The Economist reviews the anti-corporate film from Canada, The Corporation. The article, titled The Lunatic you Work For (sub req'd), begins:

To the anti-globalisers, the corporation is a devilish instrument of environmental destruction, class oppression and imperial conquest. But is it also pathologically insane?

Corporations are entitled to the rights of a person under U.S. law. This legal fiction has helped the corporate entity "the freedom to flourish."

So if the corporation is a person, ... what sort of person is it? ... The corporation is a psychopath.

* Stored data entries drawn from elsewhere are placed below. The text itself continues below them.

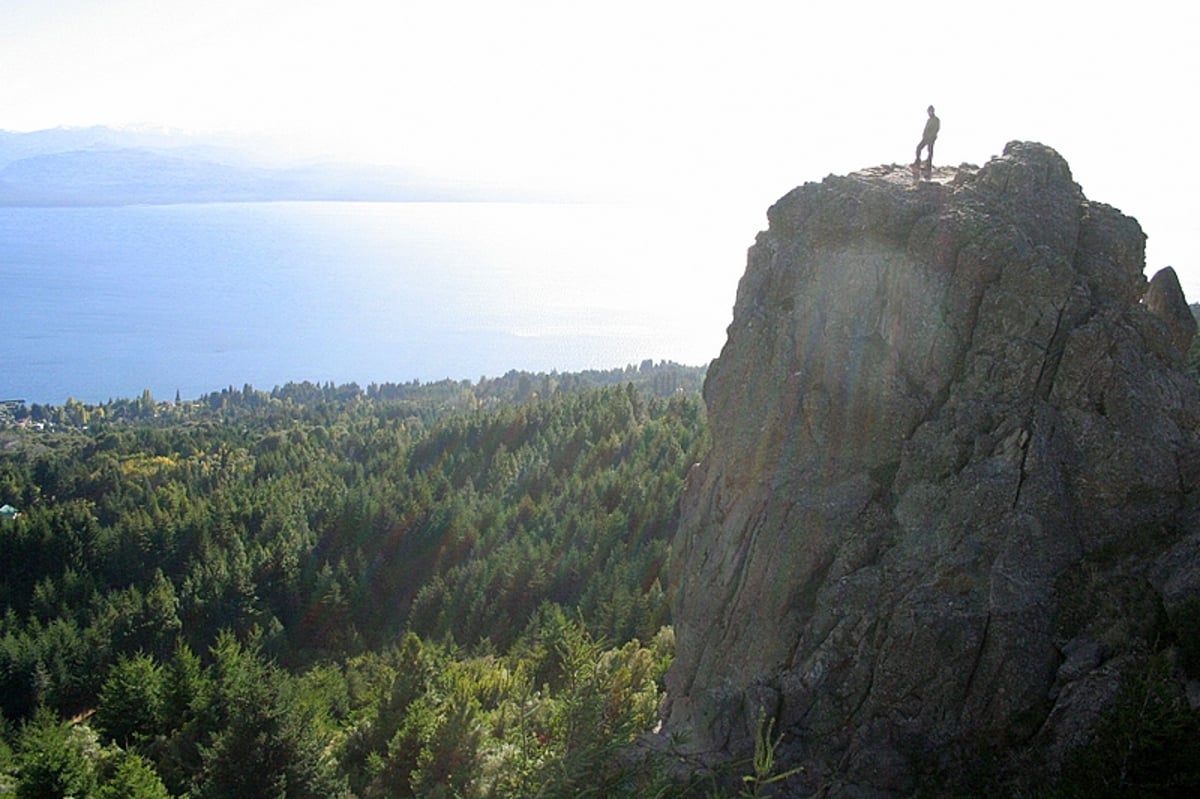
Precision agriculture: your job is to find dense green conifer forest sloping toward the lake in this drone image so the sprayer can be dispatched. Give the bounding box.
[0,362,708,798]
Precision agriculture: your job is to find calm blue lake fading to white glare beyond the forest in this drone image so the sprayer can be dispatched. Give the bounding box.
[0,203,734,404]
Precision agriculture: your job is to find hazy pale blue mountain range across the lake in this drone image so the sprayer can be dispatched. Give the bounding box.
[0,127,528,206]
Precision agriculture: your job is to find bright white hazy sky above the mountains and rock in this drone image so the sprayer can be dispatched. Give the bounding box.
[0,0,1200,295]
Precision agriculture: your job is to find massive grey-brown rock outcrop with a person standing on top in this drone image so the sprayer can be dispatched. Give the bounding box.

Like all psychopaths, the firm is singularly self-interested: its purpose is to create wealth for its shareholders. And, like all psychopaths, the firm is irresponsible, because it puts others at risk to satisfy its profit-maximising goal, harming employees and customers, and damaging the environment. The corporation manipulates everything. It is grandiose, always insisting that it is the best, or number one. It has no empathy, refuses to accept responsibility for its actions and feels no remorse. It relates to others only superficially, via make-believe versions of itself manufactured by public-relations consultants and marketing men. In short, if the metaphor of the firm as person is a valid one, then the corporation is clinically insane.


The film argues that it's not because bad people run big companies -- but that "through their psychopathic pursuit of profit, firms make good people do bad things." People do evil things in their corporate personas that they would never do in their private lives:

Human values and morality survive the onslaught of corporate pathology only via a carefully cultivated schizophrenia: the tobacco boss goes home, hugs his kids and feels a little less bad about spreading cancer. Company executives and foot soldiers alike will identify instantly with this analysis, because it is accurate.

The article argues that, while accurate, this picture is "incomplete." The "company-as-psychopath idea" actually originated with Max Weber a century ago:

Bureaucracies have flourished because their efficient and rational division and application of labour is powerful. But a cost attends this power. As cogs in a larger, purposeful machine, people become alienated from the traditional morals that guide human relationships as they pursue the goal of the collective organisation. There is, in Weber's famous phrase, a “parcelling-out of the soul”.

While we call the machinations of corporations "evil," their misdeeds pale in comparison to the Evils of more sinister bureaucracies -- "the psychopathic national socialism of Nazi Germany, communism of Stalinist Soviet rule and fascism of imperial Japan ... Infinitely more powerful than firms and far less accountable for its actions, the modern state has the capacity to behave even in evolved western democracies as a more dangerous psychopath than any corporation can ever hope to become."

The Economist review says the makers of The Corporation (and by extension, the anti-capitalist movement), have a "misty-eyed alignment of the state with the public interest. Run that one past the people of, say, North Korea."

The movie is based on the book The Corporation : The Pathological Pursuit of Profit and Power by Joel Bakan. The book explores the thesis that the corporate system cannot last because it is "a system programmed to exploit others for profit."